店にある商品を1~2時間で届ける小売店が急増中だ。支えるのはスタートアップ企業。対するアマゾンはリアル店舗を大量出店する。

サンフランシスコの中心部「ソーマ地区」にある高級食品スーパー「ホールフーズマーケット」。オーガニック食品や輸入ワインなどを目当てに高所得者が集まる店内で、1年前までは決して見かけなかったような身なりの人々を、頻繁に目にするようになった。
ヨレヨレのTシャツに履き古したジーンズ姿の中年男性、白いキャップに金色のアクセサリーを着けた黒人男性、ジャージー姿にスニーカーの女性。彼らはスマートフォンをにらみながら早足で店内を歩き回り、手に持った商品をスマートフォンで撮影しては、ショッピングカートにしまい込んでいる。
カートの中をのぞいてみると、通常の客であればレジ通過後に使用するロゴ入り紙袋が3つ、口を開けた状態で並んでいた。彼らは商品をいきなり紙袋に詰め込んでいたのだ。
彼らの正体はインスタカートという会社の「ショッパー(買い物人)」だ。同社はサンフランシスコに本社を構えるスタートアップ(新興企業)で、小売店の店頭にある商品を注文から1~2時間以内に配達する「即時配達」のサービスを全米で展開している。

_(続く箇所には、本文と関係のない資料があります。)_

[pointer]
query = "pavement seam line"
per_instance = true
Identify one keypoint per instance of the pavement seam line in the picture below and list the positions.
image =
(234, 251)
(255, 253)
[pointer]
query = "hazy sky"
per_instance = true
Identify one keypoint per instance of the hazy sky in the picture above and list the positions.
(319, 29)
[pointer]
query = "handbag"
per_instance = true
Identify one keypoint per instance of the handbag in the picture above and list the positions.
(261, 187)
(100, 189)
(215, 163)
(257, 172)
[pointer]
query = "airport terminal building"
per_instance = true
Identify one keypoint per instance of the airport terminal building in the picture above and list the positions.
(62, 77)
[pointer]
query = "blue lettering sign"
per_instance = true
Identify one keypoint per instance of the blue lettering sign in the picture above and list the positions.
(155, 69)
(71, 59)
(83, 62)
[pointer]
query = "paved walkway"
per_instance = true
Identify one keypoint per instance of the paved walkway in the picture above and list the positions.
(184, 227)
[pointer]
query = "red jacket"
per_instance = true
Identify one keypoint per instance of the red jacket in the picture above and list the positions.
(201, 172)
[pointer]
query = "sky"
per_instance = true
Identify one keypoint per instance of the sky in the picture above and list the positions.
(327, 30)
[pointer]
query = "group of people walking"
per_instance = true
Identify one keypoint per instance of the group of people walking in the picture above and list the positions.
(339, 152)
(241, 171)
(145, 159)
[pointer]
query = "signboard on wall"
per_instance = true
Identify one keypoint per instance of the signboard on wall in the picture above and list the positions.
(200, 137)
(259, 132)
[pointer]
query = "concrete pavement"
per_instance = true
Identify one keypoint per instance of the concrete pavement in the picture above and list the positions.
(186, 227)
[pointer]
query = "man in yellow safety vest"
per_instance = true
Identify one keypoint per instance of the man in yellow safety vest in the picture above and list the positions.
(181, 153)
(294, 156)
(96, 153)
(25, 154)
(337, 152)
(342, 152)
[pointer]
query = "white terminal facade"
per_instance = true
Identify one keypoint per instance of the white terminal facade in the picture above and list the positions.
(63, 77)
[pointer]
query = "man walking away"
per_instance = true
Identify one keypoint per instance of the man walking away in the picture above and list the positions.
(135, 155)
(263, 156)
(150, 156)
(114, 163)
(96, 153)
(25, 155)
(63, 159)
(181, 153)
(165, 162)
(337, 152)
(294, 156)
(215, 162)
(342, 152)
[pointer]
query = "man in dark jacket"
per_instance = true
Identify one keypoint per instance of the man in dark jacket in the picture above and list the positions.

ホールフーズは2014年9月にインスタカートと提携し、現在は全米15の都市圏にある182店舗で、即時配達をしている。
仕組みはこうだ。消費者はインスタカートのウェブサイトやスマホアプリから、近所のホールフーズ店舗にある商品を注文できる。注文はショッパーのスマホに届く。ショッパーはスマホに入れた専用アプリの指示に従って、商品を紙袋に詰める。

商品の入った紙袋は店内にあるインスタカートの専用カウンターで配達用ラベルが貼られ、同社の専用棚や専用冷蔵庫に一時保管される(上の写真)。レジカウンターでの精算はしない。ショッパーがスマホのカメラで商品のバーコードを撮影した時点で、精算作業は完了しているのだ。
商品を配達するのは、同社の「ドライバー(配達人)」だ。彼らのスマホにも専用アプリが導入してあり、その道案内に従って消費者の家などへ届ける。